Yes. It is legally acceptable as long as the property is exclusively owned by spouse or relative. The taxpayer claiming HRA deduction should not be a co-owner of the property.

A rent receipt signed by the landlord with necessary details, a rent agreement preferably registered by the sub-registrar, documentation of payment through banking channel is sufficient proof for claiming rent exemption.

For rent higher than Rs 1 lakh PAN is mandatory. If the landlord doesn't have a PAN number, he needs to give a declaration saying so.

The landlord must also mention rent as their income while filing returns to avoid complications during cross verification.

Where do taxpayers go wrong when it comes to housing loan interest exemptions? What is the right way to do this?

There are four scenarios where housing loan exemptions are flagged:

1. Claiming exemption without housing loan

2. You have a housing loan but claim more

3. You are a co-borrower but not a co-owner

4. You are a co-owner but not a co-borrower

It is advisable to keep in your possession a housing loan certificate from your banker showing interest and principal amount while claiming exemptions under this category. Ensure the co-owners are clearly mentioned in your property documents.

According to reports, AI-enabled tech is used to flag discrepancies. Do you think this is a fool-proof mechanism?

AI-enabled techniques use PAN, Aadhaar, TDS, GST, credit card, foreign transactions and even social media accounts for cross verification.

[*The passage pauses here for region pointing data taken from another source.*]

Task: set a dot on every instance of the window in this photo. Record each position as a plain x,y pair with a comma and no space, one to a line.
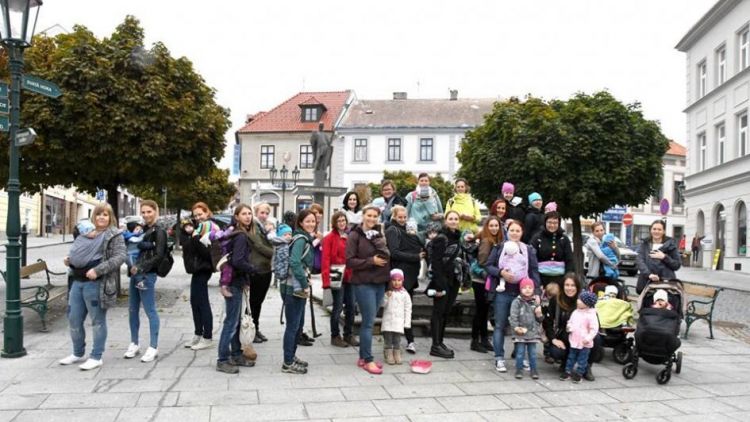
360,150
266,156
305,157
721,136
425,149
394,149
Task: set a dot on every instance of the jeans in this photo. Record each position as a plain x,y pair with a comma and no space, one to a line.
369,297
294,312
147,297
502,311
203,318
578,357
82,301
229,340
343,299
521,349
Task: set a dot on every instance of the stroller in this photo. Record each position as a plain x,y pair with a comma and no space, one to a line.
657,334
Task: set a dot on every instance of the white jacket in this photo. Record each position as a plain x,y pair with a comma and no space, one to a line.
396,312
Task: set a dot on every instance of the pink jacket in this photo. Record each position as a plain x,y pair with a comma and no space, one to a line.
583,327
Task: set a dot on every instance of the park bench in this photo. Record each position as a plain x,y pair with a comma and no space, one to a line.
702,308
37,298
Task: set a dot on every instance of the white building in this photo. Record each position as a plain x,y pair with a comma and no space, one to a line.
717,50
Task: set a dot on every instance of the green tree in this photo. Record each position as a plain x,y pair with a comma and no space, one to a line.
127,116
588,154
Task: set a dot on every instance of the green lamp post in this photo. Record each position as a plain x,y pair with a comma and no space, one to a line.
18,24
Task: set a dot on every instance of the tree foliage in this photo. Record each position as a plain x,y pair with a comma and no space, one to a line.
127,116
588,153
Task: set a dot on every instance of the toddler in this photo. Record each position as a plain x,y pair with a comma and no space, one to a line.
396,317
525,320
583,327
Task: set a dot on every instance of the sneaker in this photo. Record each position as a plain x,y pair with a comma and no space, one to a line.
90,364
203,343
150,355
192,342
132,351
69,360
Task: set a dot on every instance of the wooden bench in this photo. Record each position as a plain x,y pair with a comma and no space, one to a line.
37,298
700,309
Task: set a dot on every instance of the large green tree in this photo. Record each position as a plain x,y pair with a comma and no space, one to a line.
128,116
588,154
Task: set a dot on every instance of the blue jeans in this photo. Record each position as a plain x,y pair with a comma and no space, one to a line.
369,298
578,357
82,301
294,312
147,297
229,340
502,304
343,299
521,349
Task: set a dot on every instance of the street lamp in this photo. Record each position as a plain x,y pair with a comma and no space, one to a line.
15,34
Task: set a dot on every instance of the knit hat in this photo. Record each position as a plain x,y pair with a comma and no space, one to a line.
397,274
508,188
283,229
588,298
661,294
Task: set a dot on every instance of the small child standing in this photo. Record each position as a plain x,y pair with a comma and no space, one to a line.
396,317
583,327
525,320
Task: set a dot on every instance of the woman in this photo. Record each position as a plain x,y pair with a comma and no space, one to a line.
96,290
466,206
230,349
197,259
443,287
553,251
334,255
260,259
596,258
658,257
352,208
556,321
153,250
407,252
423,203
490,236
368,256
300,263
503,300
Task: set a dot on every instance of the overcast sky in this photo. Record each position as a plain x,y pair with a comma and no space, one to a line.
259,53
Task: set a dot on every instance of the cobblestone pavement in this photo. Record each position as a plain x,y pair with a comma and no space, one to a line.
183,385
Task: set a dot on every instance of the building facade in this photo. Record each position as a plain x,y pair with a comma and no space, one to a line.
717,51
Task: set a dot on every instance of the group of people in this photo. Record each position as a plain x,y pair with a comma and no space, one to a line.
518,261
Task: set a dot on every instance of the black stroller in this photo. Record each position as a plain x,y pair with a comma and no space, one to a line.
657,332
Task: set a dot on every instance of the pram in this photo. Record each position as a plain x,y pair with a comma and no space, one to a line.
657,332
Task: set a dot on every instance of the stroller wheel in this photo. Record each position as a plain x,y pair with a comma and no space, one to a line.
663,376
629,371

It is not fool-proof yet. For example, a mutual fund sale reported by both depository participant and broker can lead to duplication. But we can correct this in the Annual Information Statement (AIS).

AIS is comprehensive view of information for a taxpayer displayed in Form 26AS. Taxpayer can provide feedback on information displayed in AIS.

What are the other deductions that can be claimed under 80C? Which of these deductions are commonly used by taxpayers for tax evasion?

Most common deductions claimed under 80C include life insurance premium, National Savings Certificate, senior citizen scheme, Equity linked saving scheme, stamp duty in purchase of property and repayment of loan.

Insurance premium and tuition fee are commonly used for evasion by taxpayers.

Medical expenses for parents who are senior citizens is one of the most misused exemption under 80D.

While cross verification is possible for employer-employee transaction, it is difficult for cases like medical expenses. However, one needs to have documents to support claims if chosen for a random scrutiny.

Do you think inflationary trends and unchanging income is pushing more people towards tax evasion? Will raising the standard deduction or raising basic exemption limit ensure better compliance?

The present basic exemption limit is Rs 2.5 lakh in the old regime. It was not changed after 2014-15. Basic exemption is Rs 3 lakh in the new regime. It should be increased to at least Rs 5 lakh. Increasing the standard deduction helps only salaried class.